January 08, 1991|By Jerelyn Eddings | Jerelyn Eddings,Johannesburg Bureau of The Sun

PRETORIA,SOUTH AFRICA — PRETORIA, South Africa -- Black students in South Africa scored the worst results ever recorded on high school graduation exams in 1990, a year in which political turmoil, violence, teacher strikes and student boycotts added to the problems of underfunding and overcrowding.

Only 36.6 percent of the 233,000 black pupils who took the exam scored a passing grade, education officials announced yesterday. The rate was 5.8 percent lower than the previous year's and drastically below the 97 percent passing rate for white pupils.

Education Minister Stoffel van der Merwe blamed political turmoil and disruptions for the poor test results.

"The candidates who succeeded in the face of the worst disruptions and boycotts in the history of education deserve our respect," he told a news conference. "It is sad that because of all the turmoil, most of our candidates were denied the opportunity of performing to their full potential."

The worst scores were recorded for pupils in Soweto township, a hotbed of political activism, while the best scores were recorded in Natal Province, where teachers did not participate in a nationwide teachers strike, he said. In Soweto, only one in four pupils passed the graduation exam. In Natal, 41.4 percent passed.

Mr. van der Merwe said 18 percent of school days were lost because of "teacher or pupil action" during the first three-quarters of the school year. Black teachers went on strike demanding better pay and working conditions, while black students boycotted classes to protest overcrowded conditions, textbook shortages and the continued existence of separate school systems for different racial groups.
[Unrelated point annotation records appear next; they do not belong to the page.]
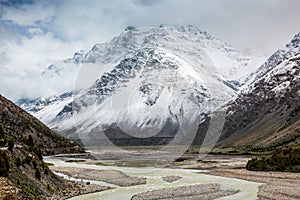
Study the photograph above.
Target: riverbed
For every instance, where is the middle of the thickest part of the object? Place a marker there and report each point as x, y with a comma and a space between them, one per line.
246, 190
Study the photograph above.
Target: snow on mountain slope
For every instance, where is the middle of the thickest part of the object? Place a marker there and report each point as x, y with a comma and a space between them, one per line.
263, 114
45, 109
152, 80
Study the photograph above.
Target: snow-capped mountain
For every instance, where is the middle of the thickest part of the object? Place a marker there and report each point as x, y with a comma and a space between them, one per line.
266, 113
152, 80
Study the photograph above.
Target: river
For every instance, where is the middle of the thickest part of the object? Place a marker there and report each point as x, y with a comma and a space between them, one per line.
247, 189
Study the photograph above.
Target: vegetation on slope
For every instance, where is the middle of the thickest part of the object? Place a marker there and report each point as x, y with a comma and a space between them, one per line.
23, 142
287, 160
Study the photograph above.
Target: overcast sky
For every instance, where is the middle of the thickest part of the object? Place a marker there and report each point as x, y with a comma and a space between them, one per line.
34, 34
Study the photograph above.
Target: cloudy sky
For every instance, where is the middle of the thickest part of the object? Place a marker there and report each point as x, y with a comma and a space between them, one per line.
34, 34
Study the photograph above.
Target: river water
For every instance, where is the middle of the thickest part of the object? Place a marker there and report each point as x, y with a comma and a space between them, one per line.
248, 190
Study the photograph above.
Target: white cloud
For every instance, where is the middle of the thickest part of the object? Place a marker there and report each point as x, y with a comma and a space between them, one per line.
32, 36
29, 14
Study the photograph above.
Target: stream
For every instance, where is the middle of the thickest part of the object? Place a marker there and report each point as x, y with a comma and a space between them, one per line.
247, 190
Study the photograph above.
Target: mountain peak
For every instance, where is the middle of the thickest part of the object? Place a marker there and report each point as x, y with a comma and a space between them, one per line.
295, 42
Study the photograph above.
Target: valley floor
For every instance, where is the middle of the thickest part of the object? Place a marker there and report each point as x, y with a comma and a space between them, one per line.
278, 185
188, 178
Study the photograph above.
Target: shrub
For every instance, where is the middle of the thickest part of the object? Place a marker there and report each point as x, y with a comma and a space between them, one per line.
282, 160
28, 159
37, 174
18, 162
4, 163
37, 151
10, 145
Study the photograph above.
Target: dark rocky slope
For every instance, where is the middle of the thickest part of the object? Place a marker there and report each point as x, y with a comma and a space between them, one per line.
266, 114
23, 142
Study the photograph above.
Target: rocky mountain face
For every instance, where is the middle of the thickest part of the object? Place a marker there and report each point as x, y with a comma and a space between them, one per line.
151, 80
23, 142
266, 113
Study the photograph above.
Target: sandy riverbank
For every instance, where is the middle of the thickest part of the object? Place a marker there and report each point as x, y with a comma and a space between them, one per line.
278, 185
110, 176
192, 192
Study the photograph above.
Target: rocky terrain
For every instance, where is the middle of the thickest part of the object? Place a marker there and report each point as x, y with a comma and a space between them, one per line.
278, 185
23, 142
193, 192
265, 114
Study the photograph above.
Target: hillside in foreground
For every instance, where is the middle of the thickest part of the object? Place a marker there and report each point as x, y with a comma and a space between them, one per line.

Anti-apartheid organizations have demanded that the government merge the school systems for blacks, whites, Indians and mixed-race "coloreds," and they have expressed outrage at disparities in the treatment of pupils of different races.

South Africa continued to spend more money per pupil on whites than blacks in 1990, but Mr. van der Merwe said "the budget for black education has increased more than tenfold" in the past decade.

"In 1980 we had expenditures of 10-to-1 [white to black]. Last year, the rate was 3.6-to-1," Mr. van der Merwe said. He conceded the gap was "still unacceptable, but at least it shows we're putting our money where our mouths are."